De brouwerijen, herbergen en bieren in de 16de eeuw
In 1545 had men te Wijgmaal: De Engel aan de Dijle. Dat was zowel een herberg als een brouwerij of kamme. Het samengaan van herberg en brouwerij was logisch. De herbergier had bier nodig en een kleine brouwerij zorgde voor de onmiddellijke oplossing, vooral omdat bier niet lang bewaarde (5).
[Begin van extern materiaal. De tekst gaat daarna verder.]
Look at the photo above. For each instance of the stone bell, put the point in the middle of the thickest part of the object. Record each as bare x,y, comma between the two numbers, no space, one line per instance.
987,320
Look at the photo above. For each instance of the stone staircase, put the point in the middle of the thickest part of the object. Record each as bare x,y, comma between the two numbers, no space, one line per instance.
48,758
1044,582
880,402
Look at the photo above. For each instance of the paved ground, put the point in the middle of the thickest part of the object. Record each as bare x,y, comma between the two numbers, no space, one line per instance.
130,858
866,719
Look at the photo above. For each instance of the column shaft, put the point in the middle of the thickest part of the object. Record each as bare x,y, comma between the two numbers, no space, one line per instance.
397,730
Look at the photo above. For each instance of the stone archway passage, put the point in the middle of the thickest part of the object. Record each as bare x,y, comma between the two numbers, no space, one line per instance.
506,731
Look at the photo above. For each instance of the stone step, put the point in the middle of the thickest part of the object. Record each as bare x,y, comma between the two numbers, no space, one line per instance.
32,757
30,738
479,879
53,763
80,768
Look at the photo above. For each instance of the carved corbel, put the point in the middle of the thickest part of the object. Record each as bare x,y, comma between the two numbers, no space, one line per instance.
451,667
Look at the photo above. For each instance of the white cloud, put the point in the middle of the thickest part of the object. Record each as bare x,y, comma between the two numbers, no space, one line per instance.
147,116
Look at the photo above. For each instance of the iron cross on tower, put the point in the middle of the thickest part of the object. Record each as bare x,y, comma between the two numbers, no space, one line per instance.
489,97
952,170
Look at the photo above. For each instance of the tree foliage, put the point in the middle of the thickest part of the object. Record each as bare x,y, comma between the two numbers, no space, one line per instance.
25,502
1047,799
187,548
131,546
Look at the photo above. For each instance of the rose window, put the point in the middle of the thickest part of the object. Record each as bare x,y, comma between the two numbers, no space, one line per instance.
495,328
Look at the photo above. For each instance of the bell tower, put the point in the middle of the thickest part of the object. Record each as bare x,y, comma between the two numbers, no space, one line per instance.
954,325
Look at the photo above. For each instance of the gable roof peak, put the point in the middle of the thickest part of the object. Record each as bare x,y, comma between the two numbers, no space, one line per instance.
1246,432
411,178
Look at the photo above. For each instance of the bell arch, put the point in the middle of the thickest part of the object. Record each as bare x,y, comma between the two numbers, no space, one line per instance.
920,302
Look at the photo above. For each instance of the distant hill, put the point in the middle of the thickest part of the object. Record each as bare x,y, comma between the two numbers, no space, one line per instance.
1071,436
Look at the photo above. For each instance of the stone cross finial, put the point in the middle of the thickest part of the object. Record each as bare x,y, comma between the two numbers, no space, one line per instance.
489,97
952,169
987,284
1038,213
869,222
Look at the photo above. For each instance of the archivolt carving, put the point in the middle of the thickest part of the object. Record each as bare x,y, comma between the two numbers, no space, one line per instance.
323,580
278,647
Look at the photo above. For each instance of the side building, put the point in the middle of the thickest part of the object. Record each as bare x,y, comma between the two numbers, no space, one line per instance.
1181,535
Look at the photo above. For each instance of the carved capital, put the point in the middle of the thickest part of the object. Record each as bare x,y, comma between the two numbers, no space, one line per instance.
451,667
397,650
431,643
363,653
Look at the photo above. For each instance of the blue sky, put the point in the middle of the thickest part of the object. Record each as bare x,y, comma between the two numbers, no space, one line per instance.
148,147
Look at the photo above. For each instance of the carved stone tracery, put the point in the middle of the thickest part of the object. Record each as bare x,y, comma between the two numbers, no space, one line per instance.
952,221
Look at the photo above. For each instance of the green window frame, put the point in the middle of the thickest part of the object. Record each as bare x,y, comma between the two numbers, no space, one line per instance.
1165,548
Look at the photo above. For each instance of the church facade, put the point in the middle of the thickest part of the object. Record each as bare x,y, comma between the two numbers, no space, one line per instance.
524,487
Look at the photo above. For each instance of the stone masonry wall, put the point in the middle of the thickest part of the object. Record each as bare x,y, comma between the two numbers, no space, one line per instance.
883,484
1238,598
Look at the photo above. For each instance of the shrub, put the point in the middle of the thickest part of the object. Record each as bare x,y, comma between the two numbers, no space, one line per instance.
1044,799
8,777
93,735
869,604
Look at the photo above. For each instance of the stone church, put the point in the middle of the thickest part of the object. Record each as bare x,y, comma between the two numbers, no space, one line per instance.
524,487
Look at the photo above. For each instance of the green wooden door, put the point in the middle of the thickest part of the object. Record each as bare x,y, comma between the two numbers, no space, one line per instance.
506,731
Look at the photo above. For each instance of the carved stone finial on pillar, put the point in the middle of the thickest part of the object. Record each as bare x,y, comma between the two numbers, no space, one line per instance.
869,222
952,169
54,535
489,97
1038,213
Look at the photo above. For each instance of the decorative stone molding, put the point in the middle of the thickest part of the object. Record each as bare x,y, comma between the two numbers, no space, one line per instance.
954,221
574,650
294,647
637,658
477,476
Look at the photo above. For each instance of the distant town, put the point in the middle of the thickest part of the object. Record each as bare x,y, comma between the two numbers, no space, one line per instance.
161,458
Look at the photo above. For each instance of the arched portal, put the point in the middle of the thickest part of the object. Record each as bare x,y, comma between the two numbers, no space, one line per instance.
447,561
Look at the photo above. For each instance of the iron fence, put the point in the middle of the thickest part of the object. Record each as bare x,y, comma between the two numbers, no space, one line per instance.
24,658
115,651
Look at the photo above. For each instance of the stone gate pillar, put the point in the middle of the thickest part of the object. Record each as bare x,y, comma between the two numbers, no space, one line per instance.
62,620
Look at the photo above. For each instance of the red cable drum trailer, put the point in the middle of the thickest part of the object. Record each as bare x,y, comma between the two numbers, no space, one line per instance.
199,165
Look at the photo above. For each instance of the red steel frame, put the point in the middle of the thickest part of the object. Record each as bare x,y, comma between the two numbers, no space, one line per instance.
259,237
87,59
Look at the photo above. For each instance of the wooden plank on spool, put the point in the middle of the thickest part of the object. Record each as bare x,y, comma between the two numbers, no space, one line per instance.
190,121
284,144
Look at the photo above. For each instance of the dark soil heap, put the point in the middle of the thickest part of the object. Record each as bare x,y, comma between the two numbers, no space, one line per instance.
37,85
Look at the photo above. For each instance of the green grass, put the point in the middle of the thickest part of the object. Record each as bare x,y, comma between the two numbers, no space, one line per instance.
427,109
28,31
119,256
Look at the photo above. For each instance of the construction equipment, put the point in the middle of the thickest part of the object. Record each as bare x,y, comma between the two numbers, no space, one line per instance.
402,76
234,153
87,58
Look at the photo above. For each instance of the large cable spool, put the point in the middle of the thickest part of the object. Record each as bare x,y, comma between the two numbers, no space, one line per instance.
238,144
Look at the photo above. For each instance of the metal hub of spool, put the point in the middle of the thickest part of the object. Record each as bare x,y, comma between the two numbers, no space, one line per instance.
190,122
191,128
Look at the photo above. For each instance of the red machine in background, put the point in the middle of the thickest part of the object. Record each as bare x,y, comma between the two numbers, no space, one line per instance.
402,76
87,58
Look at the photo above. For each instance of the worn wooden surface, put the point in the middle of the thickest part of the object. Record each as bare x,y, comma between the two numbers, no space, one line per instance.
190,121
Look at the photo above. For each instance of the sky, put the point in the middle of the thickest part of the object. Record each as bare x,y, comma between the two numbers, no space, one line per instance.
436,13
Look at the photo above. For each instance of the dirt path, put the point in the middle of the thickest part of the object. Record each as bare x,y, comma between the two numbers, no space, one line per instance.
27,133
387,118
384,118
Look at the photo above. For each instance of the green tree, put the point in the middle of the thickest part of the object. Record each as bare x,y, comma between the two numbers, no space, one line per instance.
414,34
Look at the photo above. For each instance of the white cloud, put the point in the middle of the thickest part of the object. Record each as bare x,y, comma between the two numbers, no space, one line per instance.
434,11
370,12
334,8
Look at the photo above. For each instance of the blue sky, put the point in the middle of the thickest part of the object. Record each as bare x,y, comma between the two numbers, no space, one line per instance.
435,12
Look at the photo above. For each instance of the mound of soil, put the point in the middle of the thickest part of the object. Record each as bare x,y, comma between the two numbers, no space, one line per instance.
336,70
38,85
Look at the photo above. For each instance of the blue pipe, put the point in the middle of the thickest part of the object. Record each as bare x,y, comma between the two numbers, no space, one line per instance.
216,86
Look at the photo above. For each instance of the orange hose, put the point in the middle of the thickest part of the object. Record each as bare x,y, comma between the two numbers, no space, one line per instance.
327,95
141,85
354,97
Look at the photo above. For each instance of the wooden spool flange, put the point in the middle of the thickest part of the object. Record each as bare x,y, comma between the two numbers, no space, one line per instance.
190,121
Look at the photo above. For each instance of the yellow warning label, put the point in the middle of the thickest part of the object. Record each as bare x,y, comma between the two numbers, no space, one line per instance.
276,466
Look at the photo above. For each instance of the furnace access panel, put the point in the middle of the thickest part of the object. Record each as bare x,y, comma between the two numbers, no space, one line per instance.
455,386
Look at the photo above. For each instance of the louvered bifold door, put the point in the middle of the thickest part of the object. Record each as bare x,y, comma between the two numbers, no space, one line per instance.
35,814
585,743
In het 'denombrement' of de telling van 1569 vonden we 138 haardsteden in Herent verdeeld als volgt:
123 huizen 2 herbergen ('Jeruzalem' eigendom van Jan van Broechem en 'Den Wildeman (eigendom van Jeroen Vincke d'Ouwe) 13 hoeves (6).
De herberg 'Jeruzalem' in Herent was in de 17de eeuw ook een brouwerij. Later kwam hier het gemeentehuis en schoollokaal. Tenslotte werd het de woning van de familie Van Eycken (7).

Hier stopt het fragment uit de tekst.